Por que isso aconteceu?

Já falei dessa tese em um livro, A Revolução da Esquerda e a Invenção do Brasil, lançado em 1992. Hoje você tem no Brasil os donos do capital - a chamada elite -, os trabalhadores organizados e os excluídos. É quase uma continuação dos tempos da escravidão, quando havia também três grupos, os brancos ricos, os brancos trabalhadores e os escravos. O PT vive e sente como parte do grupo do meio, não do de baixo.

E o que isso significa, na prática? Significa a impossibilidade de se repensar o Brasil e melhorá-lo para as próximas gerações. O fato é que a revolução tecnológica e cultural, com todo o seu impacto, exigiria uma reavaliação que o PT não fez. Dou um exemplo: a grande contradição histórica, hoje, é entre quem tem conhecimento e quem não tem. Não é mais entre capital e mão de obra.

Por que isso é importante?

Porque, assim, o PT se torna um partido igual aos outros. Quando ministro, tentei dar toda ênfase ao ensino fundamental. Quando saí do MEC, o esforço voltou-se para a reforma universitária. Caramba, até o Evo Morales, na Bolívia, que acabou de entrar, já está pondo em prática um plano de combate total ao analfabetismo no país, com prazo para acabar. Aqui, não se mexeu na estrutura arcaica que divide a educação em três fases, o ensino fundamental para municípios, o médio para Estado e o superior para a União. Cada prefeito faz sua parte como pode, alguns bem, outros não. Como está hoje, a merenda é mais importante que o livro. Nenhum país se constrói com alunos que vão à escola só por causa da merenda. Olha, eu convivi com o Lula e pude perceber uma coisa grave: ele não tem nenhuma obsessão por mudar o Brasil. Não é do tipo de pagar para ver.

O presidente tem feito muitos discursos sobre projetos futuros.

Ele não fala para o Brasil, fala para grupos organizados. Aqui para mulheres índias, ali para empresários numa feira de gado, ou para militantes sindicais. E só de reivindicações imediatas, não pensa o País do futuro.

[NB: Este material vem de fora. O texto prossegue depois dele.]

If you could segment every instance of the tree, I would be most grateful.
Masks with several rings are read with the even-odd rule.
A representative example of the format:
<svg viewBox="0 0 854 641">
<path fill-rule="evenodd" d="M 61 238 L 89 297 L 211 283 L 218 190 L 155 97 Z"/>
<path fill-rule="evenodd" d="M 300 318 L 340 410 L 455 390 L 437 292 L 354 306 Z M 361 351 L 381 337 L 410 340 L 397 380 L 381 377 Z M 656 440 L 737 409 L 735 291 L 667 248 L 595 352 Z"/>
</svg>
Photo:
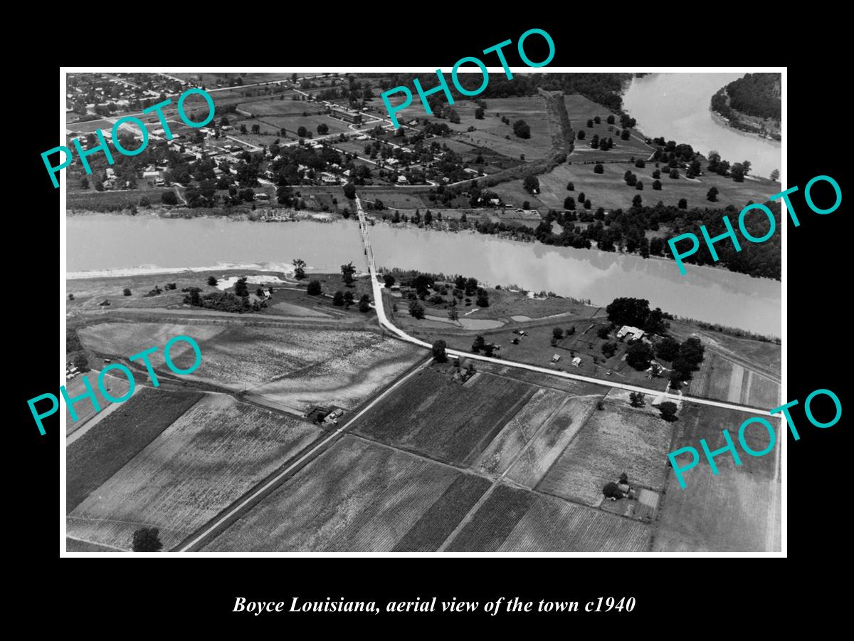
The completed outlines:
<svg viewBox="0 0 854 641">
<path fill-rule="evenodd" d="M 513 123 L 513 133 L 522 138 L 531 137 L 531 128 L 524 121 L 517 121 Z"/>
<path fill-rule="evenodd" d="M 246 277 L 237 279 L 234 284 L 234 295 L 241 298 L 249 295 L 249 288 L 246 285 Z"/>
<path fill-rule="evenodd" d="M 483 336 L 478 334 L 477 336 L 475 337 L 474 343 L 471 344 L 471 351 L 473 351 L 475 354 L 477 354 L 484 347 L 486 347 L 486 341 L 483 340 Z"/>
<path fill-rule="evenodd" d="M 602 344 L 602 354 L 605 355 L 605 358 L 611 358 L 612 356 L 614 356 L 614 353 L 616 351 L 617 351 L 617 344 L 614 343 L 613 341 Z"/>
<path fill-rule="evenodd" d="M 672 401 L 664 401 L 663 403 L 658 405 L 658 411 L 661 412 L 661 418 L 664 420 L 676 420 L 676 403 Z"/>
<path fill-rule="evenodd" d="M 341 266 L 341 275 L 344 279 L 344 285 L 348 287 L 353 285 L 354 278 L 353 274 L 356 273 L 356 268 L 353 267 L 353 261 L 350 261 L 346 265 Z"/>
<path fill-rule="evenodd" d="M 447 362 L 447 355 L 445 353 L 447 344 L 443 340 L 437 340 L 433 343 L 433 360 L 436 362 Z"/>
<path fill-rule="evenodd" d="M 652 348 L 642 341 L 635 341 L 629 346 L 626 351 L 626 362 L 637 370 L 644 370 L 649 367 L 652 360 Z"/>
<path fill-rule="evenodd" d="M 615 325 L 642 327 L 649 318 L 649 301 L 646 298 L 621 297 L 605 308 L 608 320 Z"/>
<path fill-rule="evenodd" d="M 156 527 L 140 527 L 133 532 L 134 552 L 159 552 L 162 547 Z"/>
<path fill-rule="evenodd" d="M 423 319 L 424 317 L 424 306 L 418 302 L 418 299 L 409 303 L 409 315 L 412 318 Z"/>
<path fill-rule="evenodd" d="M 294 278 L 301 280 L 306 277 L 306 262 L 301 258 L 294 259 Z"/>
</svg>

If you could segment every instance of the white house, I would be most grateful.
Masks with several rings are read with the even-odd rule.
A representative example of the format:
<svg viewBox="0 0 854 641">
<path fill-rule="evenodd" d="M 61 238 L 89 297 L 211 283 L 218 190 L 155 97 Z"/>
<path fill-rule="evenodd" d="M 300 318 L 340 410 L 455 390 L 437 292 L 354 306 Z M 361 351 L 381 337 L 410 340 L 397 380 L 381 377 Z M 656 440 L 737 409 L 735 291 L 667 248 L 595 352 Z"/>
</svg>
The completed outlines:
<svg viewBox="0 0 854 641">
<path fill-rule="evenodd" d="M 617 338 L 623 340 L 623 337 L 629 338 L 629 340 L 638 340 L 643 336 L 643 330 L 638 329 L 637 327 L 633 327 L 630 325 L 623 325 L 620 327 L 620 331 L 617 332 Z"/>
</svg>

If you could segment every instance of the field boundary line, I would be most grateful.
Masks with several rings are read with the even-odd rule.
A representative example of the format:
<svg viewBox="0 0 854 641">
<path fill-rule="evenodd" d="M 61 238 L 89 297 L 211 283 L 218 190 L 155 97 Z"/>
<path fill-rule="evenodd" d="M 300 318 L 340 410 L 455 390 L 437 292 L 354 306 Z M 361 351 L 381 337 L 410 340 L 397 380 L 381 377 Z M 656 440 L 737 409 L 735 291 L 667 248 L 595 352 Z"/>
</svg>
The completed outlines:
<svg viewBox="0 0 854 641">
<path fill-rule="evenodd" d="M 540 426 L 540 429 L 538 429 L 531 435 L 531 438 L 528 439 L 528 442 L 525 443 L 524 446 L 518 451 L 518 454 L 513 456 L 512 460 L 505 468 L 504 472 L 502 472 L 501 475 L 498 477 L 499 479 L 504 479 L 504 478 L 507 475 L 507 473 L 510 472 L 511 468 L 512 468 L 512 467 L 516 465 L 516 462 L 518 461 L 520 458 L 522 458 L 522 455 L 524 454 L 530 448 L 530 444 L 534 442 L 534 439 L 536 438 L 538 436 L 540 436 L 540 434 L 542 433 L 542 432 L 546 430 L 552 424 L 552 421 L 554 420 L 554 417 L 558 415 L 558 412 L 559 412 L 561 409 L 566 407 L 566 403 L 568 403 L 569 402 L 570 402 L 569 398 L 564 398 L 563 401 L 560 402 L 560 404 L 558 405 L 557 409 L 555 409 L 555 410 L 548 415 L 548 418 L 547 418 L 542 422 L 542 425 Z M 563 452 L 561 452 L 561 454 Z M 558 456 L 559 456 L 560 455 Z"/>
<path fill-rule="evenodd" d="M 448 534 L 447 538 L 442 542 L 442 545 L 436 548 L 436 552 L 444 552 L 447 549 L 447 546 L 451 544 L 454 538 L 456 538 L 457 535 L 462 531 L 462 529 L 469 524 L 472 518 L 474 518 L 474 515 L 480 509 L 481 505 L 486 503 L 486 500 L 489 497 L 489 495 L 492 494 L 492 491 L 495 489 L 496 485 L 498 485 L 498 481 L 494 480 L 488 489 L 483 492 L 480 498 L 477 499 L 477 503 L 472 505 L 469 511 L 465 513 L 465 516 L 459 520 L 459 522 L 457 523 L 457 526 L 451 530 L 451 533 Z"/>
<path fill-rule="evenodd" d="M 298 456 L 296 461 L 290 463 L 290 465 L 285 462 L 287 467 L 281 472 L 274 473 L 272 479 L 266 480 L 266 482 L 262 481 L 260 487 L 256 487 L 254 490 L 250 490 L 249 492 L 243 495 L 242 499 L 237 499 L 237 502 L 231 504 L 231 506 L 226 508 L 223 512 L 217 515 L 216 520 L 211 524 L 205 524 L 200 530 L 196 530 L 197 534 L 190 535 L 190 540 L 184 539 L 182 541 L 176 548 L 173 548 L 172 551 L 176 552 L 189 552 L 191 551 L 193 548 L 200 546 L 202 544 L 205 543 L 207 540 L 213 540 L 213 535 L 219 535 L 225 527 L 230 526 L 231 522 L 236 520 L 237 518 L 243 515 L 245 512 L 244 509 L 249 509 L 257 504 L 261 501 L 266 494 L 278 487 L 280 483 L 286 480 L 286 477 L 293 472 L 296 473 L 299 469 L 301 469 L 306 464 L 310 462 L 308 460 L 314 453 L 319 450 L 324 445 L 331 443 L 332 441 L 337 439 L 346 429 L 352 426 L 356 420 L 362 417 L 363 415 L 366 414 L 370 409 L 371 409 L 374 405 L 379 403 L 381 400 L 385 398 L 389 393 L 396 390 L 398 387 L 402 385 L 406 381 L 407 381 L 411 377 L 414 376 L 418 372 L 421 371 L 424 367 L 430 364 L 432 358 L 424 361 L 421 363 L 413 367 L 408 373 L 407 373 L 403 377 L 395 381 L 391 385 L 383 390 L 378 396 L 377 396 L 372 401 L 368 403 L 364 408 L 362 408 L 359 412 L 357 412 L 349 420 L 348 420 L 341 427 L 332 432 L 325 438 L 322 438 L 319 442 L 316 442 L 307 452 L 305 452 L 301 456 Z M 293 460 L 293 459 L 291 459 Z M 290 478 L 290 477 L 288 477 Z M 239 502 L 239 503 L 238 503 Z"/>
<path fill-rule="evenodd" d="M 600 399 L 600 402 L 604 403 L 605 397 L 610 393 L 611 390 L 608 390 L 606 392 L 605 392 L 605 394 L 603 394 L 602 397 Z M 599 395 L 596 394 L 594 396 L 599 396 Z M 567 398 L 566 402 L 569 403 L 570 400 L 570 399 Z M 570 440 L 566 442 L 566 444 L 564 446 L 564 449 L 560 450 L 560 454 L 559 454 L 557 456 L 554 457 L 554 461 L 553 461 L 552 464 L 548 466 L 548 469 L 547 469 L 545 473 L 543 473 L 543 475 L 540 477 L 540 480 L 536 482 L 536 485 L 534 485 L 534 487 L 532 487 L 531 490 L 533 490 L 534 491 L 541 491 L 541 490 L 537 490 L 537 488 L 540 486 L 540 484 L 541 484 L 546 479 L 546 478 L 548 476 L 548 473 L 552 471 L 552 468 L 553 468 L 555 465 L 558 464 L 558 461 L 559 461 L 561 456 L 564 456 L 564 453 L 569 449 L 570 445 L 572 444 L 572 442 L 578 438 L 578 435 L 582 432 L 582 430 L 584 429 L 584 426 L 587 425 L 588 421 L 590 420 L 590 417 L 593 416 L 594 412 L 595 411 L 597 411 L 596 407 L 594 405 L 591 405 L 590 409 L 584 414 L 584 420 L 582 420 L 581 425 L 578 426 L 578 429 L 576 430 L 576 433 L 574 433 L 570 438 Z M 550 492 L 544 491 L 543 494 L 550 494 Z M 562 498 L 562 497 L 559 497 L 559 498 Z"/>
<path fill-rule="evenodd" d="M 113 548 L 113 550 L 117 550 L 119 552 L 130 552 L 130 551 L 132 551 L 130 550 L 126 550 L 125 548 L 120 548 L 120 547 L 117 547 L 115 545 L 110 545 L 108 543 L 98 543 L 97 541 L 90 541 L 90 540 L 88 540 L 86 538 L 80 538 L 79 537 L 73 537 L 70 534 L 66 534 L 65 538 L 70 538 L 73 541 L 79 541 L 80 543 L 88 543 L 91 545 L 100 545 L 102 548 Z M 66 550 L 66 553 L 67 553 L 67 551 L 68 550 Z M 86 554 L 86 553 L 85 552 L 80 552 L 80 554 Z"/>
</svg>

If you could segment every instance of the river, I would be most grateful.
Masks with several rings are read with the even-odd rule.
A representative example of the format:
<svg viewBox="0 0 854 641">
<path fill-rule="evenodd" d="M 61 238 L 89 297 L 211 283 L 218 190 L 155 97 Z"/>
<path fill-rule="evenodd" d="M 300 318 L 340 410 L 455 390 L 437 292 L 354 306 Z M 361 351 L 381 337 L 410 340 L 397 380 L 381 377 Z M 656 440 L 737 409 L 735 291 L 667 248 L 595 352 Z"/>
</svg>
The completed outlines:
<svg viewBox="0 0 854 641">
<path fill-rule="evenodd" d="M 259 263 L 282 269 L 295 257 L 317 272 L 337 271 L 350 261 L 366 269 L 352 219 L 258 223 L 105 214 L 67 221 L 68 272 Z M 377 266 L 462 273 L 490 285 L 514 284 L 599 304 L 619 296 L 638 297 L 680 316 L 781 335 L 781 287 L 775 280 L 694 265 L 680 276 L 670 260 L 385 224 L 371 228 L 371 240 Z"/>
<path fill-rule="evenodd" d="M 686 143 L 704 156 L 717 150 L 731 163 L 750 161 L 752 173 L 767 177 L 781 168 L 780 143 L 720 124 L 709 109 L 717 90 L 743 75 L 650 74 L 632 80 L 623 97 L 623 106 L 646 136 Z"/>
</svg>

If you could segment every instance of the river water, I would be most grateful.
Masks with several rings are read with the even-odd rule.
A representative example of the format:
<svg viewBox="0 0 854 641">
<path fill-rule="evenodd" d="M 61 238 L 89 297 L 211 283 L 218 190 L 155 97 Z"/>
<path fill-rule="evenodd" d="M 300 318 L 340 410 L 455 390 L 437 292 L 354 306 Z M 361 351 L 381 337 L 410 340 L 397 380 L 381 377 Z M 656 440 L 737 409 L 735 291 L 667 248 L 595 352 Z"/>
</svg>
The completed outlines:
<svg viewBox="0 0 854 641">
<path fill-rule="evenodd" d="M 354 221 L 258 223 L 224 218 L 69 216 L 68 272 L 143 265 L 188 268 L 305 260 L 315 271 L 353 261 L 366 269 Z M 462 273 L 490 285 L 518 285 L 607 304 L 618 296 L 647 298 L 681 316 L 781 334 L 780 283 L 670 260 L 520 243 L 477 233 L 446 233 L 377 224 L 371 227 L 377 266 Z"/>
<path fill-rule="evenodd" d="M 731 163 L 750 161 L 752 173 L 767 177 L 781 168 L 780 143 L 719 124 L 709 109 L 718 89 L 743 75 L 650 74 L 632 80 L 623 97 L 623 106 L 646 136 L 686 143 L 703 155 L 717 150 Z"/>
</svg>

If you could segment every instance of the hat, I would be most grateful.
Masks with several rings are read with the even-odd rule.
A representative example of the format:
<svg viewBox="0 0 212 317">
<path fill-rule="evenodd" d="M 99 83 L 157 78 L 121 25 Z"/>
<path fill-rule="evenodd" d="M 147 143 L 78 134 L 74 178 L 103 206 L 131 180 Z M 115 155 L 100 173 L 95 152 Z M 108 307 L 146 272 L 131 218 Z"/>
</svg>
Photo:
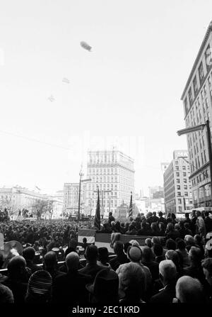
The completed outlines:
<svg viewBox="0 0 212 317">
<path fill-rule="evenodd" d="M 116 299 L 124 297 L 124 293 L 119 290 L 118 274 L 110 269 L 101 269 L 97 274 L 93 284 L 86 285 L 88 291 L 98 299 Z"/>
<path fill-rule="evenodd" d="M 47 271 L 36 271 L 30 277 L 28 291 L 37 294 L 47 294 L 52 287 L 52 279 Z"/>
<path fill-rule="evenodd" d="M 139 262 L 142 258 L 141 249 L 137 245 L 130 246 L 127 250 L 128 257 L 133 262 Z"/>
</svg>

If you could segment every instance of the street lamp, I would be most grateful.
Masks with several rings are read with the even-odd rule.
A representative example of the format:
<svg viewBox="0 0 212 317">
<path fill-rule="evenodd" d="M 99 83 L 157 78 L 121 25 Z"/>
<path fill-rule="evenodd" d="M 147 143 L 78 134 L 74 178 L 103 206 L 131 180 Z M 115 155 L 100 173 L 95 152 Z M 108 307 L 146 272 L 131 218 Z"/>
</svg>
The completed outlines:
<svg viewBox="0 0 212 317">
<path fill-rule="evenodd" d="M 204 130 L 206 127 L 206 134 L 208 140 L 208 152 L 209 157 L 209 167 L 210 167 L 210 177 L 211 177 L 211 206 L 212 206 L 212 152 L 211 152 L 211 130 L 209 125 L 209 120 L 206 121 L 206 123 L 200 124 L 199 126 L 194 126 L 193 127 L 187 128 L 185 129 L 179 130 L 177 133 L 178 135 L 182 135 L 183 134 L 188 134 L 192 132 L 199 131 L 200 130 Z"/>
</svg>

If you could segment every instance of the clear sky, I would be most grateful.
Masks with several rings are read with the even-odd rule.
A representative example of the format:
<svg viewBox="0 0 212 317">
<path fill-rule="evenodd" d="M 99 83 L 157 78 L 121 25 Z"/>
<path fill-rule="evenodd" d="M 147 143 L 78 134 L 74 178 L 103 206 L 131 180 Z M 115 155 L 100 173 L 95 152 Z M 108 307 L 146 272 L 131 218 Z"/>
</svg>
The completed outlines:
<svg viewBox="0 0 212 317">
<path fill-rule="evenodd" d="M 211 0 L 0 0 L 0 186 L 61 189 L 88 148 L 113 145 L 134 158 L 136 190 L 162 184 L 160 162 L 187 149 L 180 97 L 211 12 Z"/>
</svg>

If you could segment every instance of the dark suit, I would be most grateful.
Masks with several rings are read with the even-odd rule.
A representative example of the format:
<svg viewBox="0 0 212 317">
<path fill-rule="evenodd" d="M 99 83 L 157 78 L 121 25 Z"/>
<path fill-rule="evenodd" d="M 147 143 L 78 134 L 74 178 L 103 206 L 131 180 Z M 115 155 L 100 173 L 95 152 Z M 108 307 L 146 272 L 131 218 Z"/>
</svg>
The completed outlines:
<svg viewBox="0 0 212 317">
<path fill-rule="evenodd" d="M 89 293 L 86 285 L 91 282 L 91 277 L 78 271 L 69 272 L 55 278 L 52 287 L 52 304 L 88 303 Z"/>
<path fill-rule="evenodd" d="M 91 275 L 92 282 L 94 281 L 96 274 L 98 272 L 102 269 L 103 267 L 98 265 L 96 263 L 88 263 L 85 267 L 78 270 L 81 274 Z"/>
<path fill-rule="evenodd" d="M 150 303 L 153 304 L 169 304 L 172 303 L 175 297 L 175 283 L 167 285 L 158 294 L 151 298 Z"/>
</svg>

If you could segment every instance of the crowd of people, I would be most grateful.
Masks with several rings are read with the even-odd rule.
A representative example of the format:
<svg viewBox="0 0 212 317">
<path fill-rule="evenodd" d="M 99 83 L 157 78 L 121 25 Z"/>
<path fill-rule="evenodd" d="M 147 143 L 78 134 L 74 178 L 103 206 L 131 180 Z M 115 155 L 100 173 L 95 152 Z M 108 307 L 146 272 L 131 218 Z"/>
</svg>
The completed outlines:
<svg viewBox="0 0 212 317">
<path fill-rule="evenodd" d="M 110 213 L 99 231 L 116 237 L 114 255 L 84 241 L 84 262 L 76 235 L 81 227 L 93 228 L 89 221 L 1 223 L 7 240 L 22 239 L 26 245 L 9 260 L 7 275 L 0 275 L 0 303 L 212 303 L 211 223 L 207 212 L 195 211 L 179 221 L 174 214 L 149 213 L 124 224 Z M 120 233 L 148 238 L 141 246 L 134 236 L 123 243 Z M 47 243 L 42 266 L 34 260 L 36 241 Z M 60 265 L 57 243 L 68 245 Z"/>
<path fill-rule="evenodd" d="M 5 208 L 3 210 L 0 209 L 0 223 L 8 221 L 9 220 L 10 220 L 10 217 L 8 216 L 8 212 L 6 208 Z"/>
</svg>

O PT é responsável por isso?

Sim, mas o trágico não é o PT cometer tantos erros na economia, os desvios na política. O trágico é ver a incapacidade de seus militantes de se indignar com os erros, com um projeto que foi abandonado. O que vai matar o PT é a perda da indignação, não a corrupção.

O que pode ocorrer a longo prazo?

O País vive um processo de enfraquecimento, de despartidarização, que pode nos aproximar de algo parecido com o chavismo. Mas é pior, é um chavismo sem projeto, se o governo continuar assim. Não vou aqui defender os métodos do Hugo Chávez, mas ele tem um projeto para a Venezuela daqui a 30 anos. Nós não temos.